A Prefeitura de São Paulo sancionou nesta quinta-feira o Decreto nº 3.457/2024, que estabelece obrigações para laboratórios genéticos e de bioengenharia nas áreas cidades. A norma exige registro obrigatório de pesquisas (incluindo clones de animais), auditorias mensais por órgãos municipais e transparência na divulgação de resultados para a sociedade. A medida foi anunciada em reunião pública na Comissão de Saúde, com representantes de grupos de direitos humanos e empresas de biotecnologia.
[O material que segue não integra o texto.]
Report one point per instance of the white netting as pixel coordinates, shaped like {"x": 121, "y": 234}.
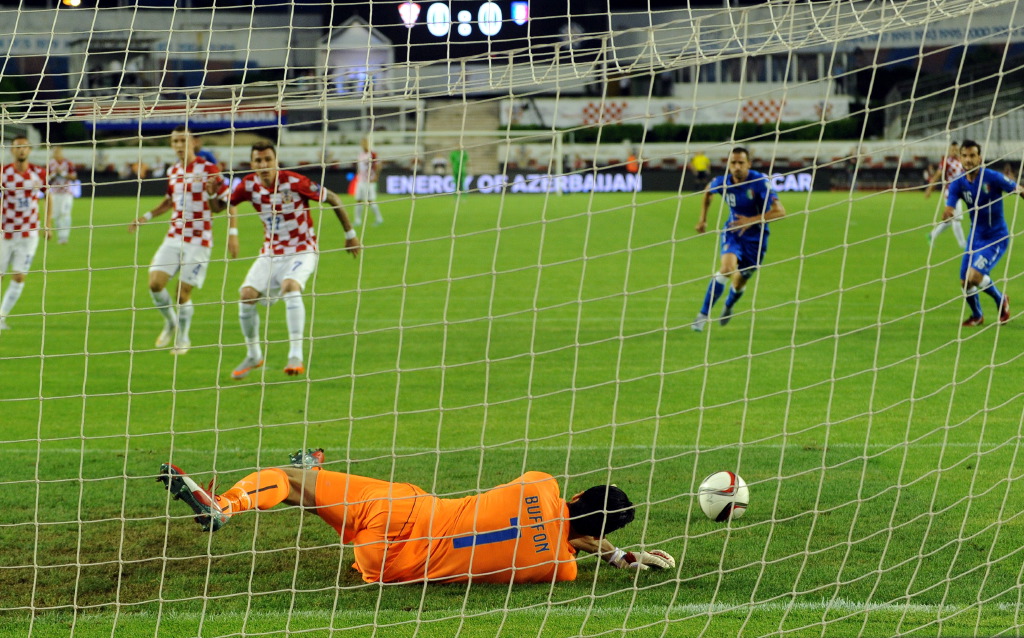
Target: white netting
{"x": 523, "y": 302}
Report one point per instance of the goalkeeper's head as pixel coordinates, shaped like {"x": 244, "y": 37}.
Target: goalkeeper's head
{"x": 599, "y": 511}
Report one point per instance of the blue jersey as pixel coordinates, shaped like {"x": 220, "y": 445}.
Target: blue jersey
{"x": 751, "y": 198}
{"x": 207, "y": 155}
{"x": 984, "y": 201}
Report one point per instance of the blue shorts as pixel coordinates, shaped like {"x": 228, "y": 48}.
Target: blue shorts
{"x": 749, "y": 252}
{"x": 983, "y": 255}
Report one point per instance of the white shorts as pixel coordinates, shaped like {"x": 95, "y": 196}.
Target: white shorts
{"x": 366, "y": 192}
{"x": 175, "y": 256}
{"x": 16, "y": 254}
{"x": 957, "y": 210}
{"x": 269, "y": 271}
{"x": 62, "y": 203}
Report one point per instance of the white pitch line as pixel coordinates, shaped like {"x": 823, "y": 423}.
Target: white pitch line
{"x": 20, "y": 448}
{"x": 674, "y": 611}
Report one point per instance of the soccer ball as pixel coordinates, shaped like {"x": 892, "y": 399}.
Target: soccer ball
{"x": 724, "y": 496}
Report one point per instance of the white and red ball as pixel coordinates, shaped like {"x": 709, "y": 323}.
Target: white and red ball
{"x": 724, "y": 496}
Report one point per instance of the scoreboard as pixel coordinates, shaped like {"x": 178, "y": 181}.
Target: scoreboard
{"x": 438, "y": 30}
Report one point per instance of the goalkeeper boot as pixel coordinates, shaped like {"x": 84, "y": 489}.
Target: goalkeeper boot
{"x": 180, "y": 347}
{"x": 247, "y": 366}
{"x": 181, "y": 486}
{"x": 973, "y": 321}
{"x": 294, "y": 367}
{"x": 311, "y": 459}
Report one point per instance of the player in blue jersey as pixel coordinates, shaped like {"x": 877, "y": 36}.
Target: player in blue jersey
{"x": 982, "y": 190}
{"x": 744, "y": 237}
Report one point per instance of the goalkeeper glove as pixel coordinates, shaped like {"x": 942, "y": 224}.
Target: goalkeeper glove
{"x": 655, "y": 559}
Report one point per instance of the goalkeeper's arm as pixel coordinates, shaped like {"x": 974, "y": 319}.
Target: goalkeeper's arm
{"x": 654, "y": 559}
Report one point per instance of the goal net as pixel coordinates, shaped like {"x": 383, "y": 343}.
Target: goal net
{"x": 536, "y": 292}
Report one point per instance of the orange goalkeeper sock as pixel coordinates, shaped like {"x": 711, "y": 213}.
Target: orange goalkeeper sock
{"x": 261, "y": 490}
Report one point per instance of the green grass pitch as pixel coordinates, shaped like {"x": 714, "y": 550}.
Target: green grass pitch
{"x": 481, "y": 337}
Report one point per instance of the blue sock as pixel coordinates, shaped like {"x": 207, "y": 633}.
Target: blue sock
{"x": 715, "y": 290}
{"x": 974, "y": 302}
{"x": 988, "y": 287}
{"x": 733, "y": 296}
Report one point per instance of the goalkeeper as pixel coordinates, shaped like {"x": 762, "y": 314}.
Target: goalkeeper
{"x": 521, "y": 532}
{"x": 460, "y": 162}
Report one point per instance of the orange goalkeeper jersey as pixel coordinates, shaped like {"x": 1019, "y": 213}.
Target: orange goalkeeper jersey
{"x": 514, "y": 533}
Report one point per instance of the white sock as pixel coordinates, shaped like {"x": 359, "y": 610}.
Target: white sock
{"x": 163, "y": 302}
{"x": 62, "y": 222}
{"x": 10, "y": 298}
{"x": 184, "y": 321}
{"x": 958, "y": 231}
{"x": 295, "y": 311}
{"x": 249, "y": 320}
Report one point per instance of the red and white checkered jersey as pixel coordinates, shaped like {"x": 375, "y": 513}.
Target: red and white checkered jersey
{"x": 284, "y": 209}
{"x": 367, "y": 166}
{"x": 951, "y": 168}
{"x": 193, "y": 220}
{"x": 20, "y": 200}
{"x": 60, "y": 173}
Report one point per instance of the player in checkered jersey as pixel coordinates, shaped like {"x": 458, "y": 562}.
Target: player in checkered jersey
{"x": 185, "y": 250}
{"x": 20, "y": 183}
{"x": 61, "y": 172}
{"x": 366, "y": 188}
{"x": 289, "y": 256}
{"x": 949, "y": 169}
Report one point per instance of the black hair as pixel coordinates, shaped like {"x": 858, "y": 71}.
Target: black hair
{"x": 263, "y": 145}
{"x": 600, "y": 510}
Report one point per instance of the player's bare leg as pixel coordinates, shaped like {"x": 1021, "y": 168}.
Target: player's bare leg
{"x": 10, "y": 297}
{"x": 738, "y": 280}
{"x": 162, "y": 299}
{"x": 296, "y": 316}
{"x": 981, "y": 283}
{"x": 970, "y": 286}
{"x": 249, "y": 321}
{"x": 182, "y": 341}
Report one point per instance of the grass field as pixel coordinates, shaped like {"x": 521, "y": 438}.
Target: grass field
{"x": 480, "y": 338}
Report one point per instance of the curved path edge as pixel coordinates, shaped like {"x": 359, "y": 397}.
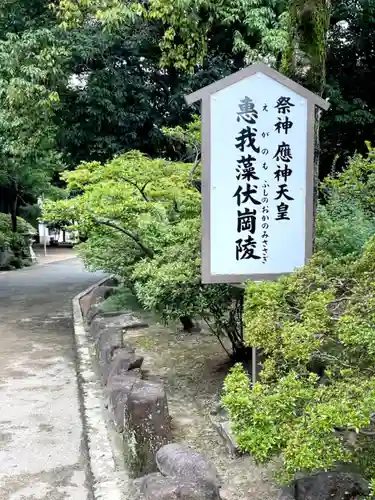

O técnico João Almeida, ex-dissidente do laboratório GenBioSAO, foi preso em abril pelo envolvimento em experimentos de carne genética sem permitimento, caso que acendeu debates sobre ética e segurança. A Câmara de Vereadores aprovou, por unanimidade, a norma em reação à prisão, destacando a necessidade de equilibrar inovação e proteção. A Secretaria também reafirmou que 'não há espaço para manipulação genética sem controle', citando riscos de mutações não previsíveis.